Anglo had contended the class action that the Kabwe plaintiffs had pursued against it should actually have been directed at the ZCCM – an argument that it appears Windell has largely accepted.

“The applicants’ case is further bereft of any specification of what Anglo is said to have done wrong, because they fail to say what the reasonable miner in Anglo’s shoes would have done differently to prevent or minimise lead emissions at the time,” she added.

“They have not cited any precedent in which an alleged historical polluter was held liable in tort for negligence because it owed a duty of care to those who had not yet been born at the time it allegedly polluted,” Windell said.

“I agree with counsel for Anglo that the limited legal precedents available indicate that establishing such an intergenerational duty of care is untenable, as damage to subsequent generations and decades into the future could not have been foreseen. Therefore, the harm now contended for by the applicants was not foreseeable at the relevant time, nor were the proposed classes, the majority of whom had not yet been born.”

Australian report

The judge also rejected the plaintiffs’ argument that the 1893 Broken Hill Report, which documented the outcomes of a New South Wales commission inquiry into lead poisoning in children, showed that Anglo American must have been aware of the health risks associated with lead smelting and mining at the time of its involvement with the Kabwe mine.

“The report purportedly presented substantial evidence of lead poisoning in the neighbouring communities of Broken Hill, Australia, attributed to the emission of fumes from the lead smelters which were ‘injurious to the general population’. The commission noted that ‘the kind of poisoning to be expected among both classes (workers and townspeople) is almost exclusively of the chronic sort’,” she said.

The Kabwe plaintiffs argued that “initial evidence” suggested that the mine in Zambia had direct contact with Broken Hill, Australia and ought to have been aware of the report.

“However, Anglo was only established in 1917,” Windell countered.

“There is not any evidence that the report came to the attention of Anglo at any point (including between 1925 and 1974). The applicants do not explain how an entity, established 24 years after the report was published, located in a different country and on a different continent, and in an age of basic forms of communication technology, came to know of this report. In these circumstances, it cannot be suggested that Anglo had knowledge of the harms set out in the report.”

Notwithstanding whether Anglo was made aware of the report, she added, “a cursory examination of the entire document (not just the excerpts cited by the applicants) indicates that the applicants have exaggerated the significance of the report to support their position”.

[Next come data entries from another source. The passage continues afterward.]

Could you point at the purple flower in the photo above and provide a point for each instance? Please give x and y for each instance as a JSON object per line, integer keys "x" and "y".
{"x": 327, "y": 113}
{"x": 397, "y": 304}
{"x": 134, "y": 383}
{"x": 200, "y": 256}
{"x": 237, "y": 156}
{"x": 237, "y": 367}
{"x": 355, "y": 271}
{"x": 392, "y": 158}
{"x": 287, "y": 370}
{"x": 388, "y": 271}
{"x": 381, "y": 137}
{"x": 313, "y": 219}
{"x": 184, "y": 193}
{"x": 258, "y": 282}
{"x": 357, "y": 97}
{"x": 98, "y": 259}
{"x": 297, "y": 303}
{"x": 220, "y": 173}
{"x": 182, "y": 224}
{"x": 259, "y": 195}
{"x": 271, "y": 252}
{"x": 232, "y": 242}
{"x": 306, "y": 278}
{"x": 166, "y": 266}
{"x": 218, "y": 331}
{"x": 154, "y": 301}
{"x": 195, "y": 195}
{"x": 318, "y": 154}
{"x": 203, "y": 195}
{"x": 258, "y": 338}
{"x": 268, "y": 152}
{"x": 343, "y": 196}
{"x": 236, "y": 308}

“Consequently, it cannot be argued that knowledge of the report equates to knowledge of the risk of harm to the historical Kabwe community,” Windell found.

‘Securing justice’

Anglo has welcomed the decision.

“We have stated from the outset that this claim is entirely misconceived and it is clear that the court recognized its multiple legal and factual flaws,” it said in a statement.

The law firms representing the plaintiffs, Mbuyisa Moleele and Leigh Day, say they will seek to appeal the ruling.

“We are extremely disappointed by the judgment, which we consider to be fundamentally flawed,” Zanele Mbuyisa, a founding partner of Mbuyisa Moleele, said in a statement. “We remain committed to securing justice for the 140 000 women and children affected by lead poisoning in Kabwe and the communities have made their intention to appeal very clear.”